Лассаль разъярился. Он обзывал ее бранными словами, заявляя повсюду, что она порочна. Вскоре он послал оскорбительное письмо и вызов ее отцу. Старик фон Денннгес почел за лучшее уехать, а Янко фон Раковиц заменил его на дуэли.
Лассаль был смертельно ранен пулей в живот и через три дня после тяжких страданий скончался.
В слякотный февральский день 1863 года в Варшаве вспыхнуло восстание. Маркс и Энгельс с горячим сочувствием отнеслись к повстанцам. Они придавали исключительное значение этому событию и решили выступить от имени Лондонского просветительного общества немецких рабочих с воззванием. Подробно изложить свои взгляды они намеревались в брошюре «Германия и Польша». Маркс готовил политическую часть этого произведения, а Энгельс — военный разбор. Так как Фридрих знал лучше русский язык, то Карл просил его в связи с событиями в Польше следить за тем, что печатает орган русской революционной эмиграции в Лондоне — «Колокол».
Маркс писал в Манчестер:
«Теперь Герцену и К0 представляется случай доказать свою революционную честность».

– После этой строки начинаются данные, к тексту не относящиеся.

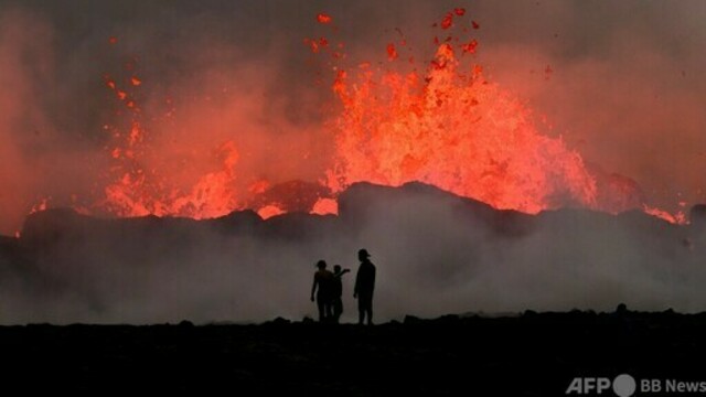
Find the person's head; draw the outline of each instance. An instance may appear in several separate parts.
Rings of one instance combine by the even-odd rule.
[[[363,248],[363,249],[359,249],[359,251],[357,251],[357,259],[359,259],[360,261],[365,261],[365,260],[367,260],[367,258],[370,258],[370,257],[371,257],[371,255],[370,255],[370,254],[367,254],[367,249],[365,249],[365,248]]]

Еще в период подготовки восстания, осенью 1862 года, Герцен уже вел переговоры с представителями польских революционных организаций. Он требовал, чтобы поляки в своей программе оговорили право крестьян на землю и свободу каждого народа решать вопрос своего государственного устройства. «Колокол» напечатал обращение Центрального народного комитета в Варшаве к издателям газет и затем ответ на него.
«Да воздвигнется Польша, — писали Герцен и Огарев, — независимая, искушенная в несчастьях, окрепшая в бою, да воздвигнется она бессословная, отбросив средневековые доспехи, без кольчуг и аристократического щита, пусть явится славянским поюневшим атлетом, подающим одну руку — бедному холопу, а другую — равноправному соседу. Во имя их примите нашу дружескую руку… мы ее подаем вам, как русские, мы любим наш народ, мы веруем в него и его будущность и именно потому подаем ее вам на дело справедливости и свободы».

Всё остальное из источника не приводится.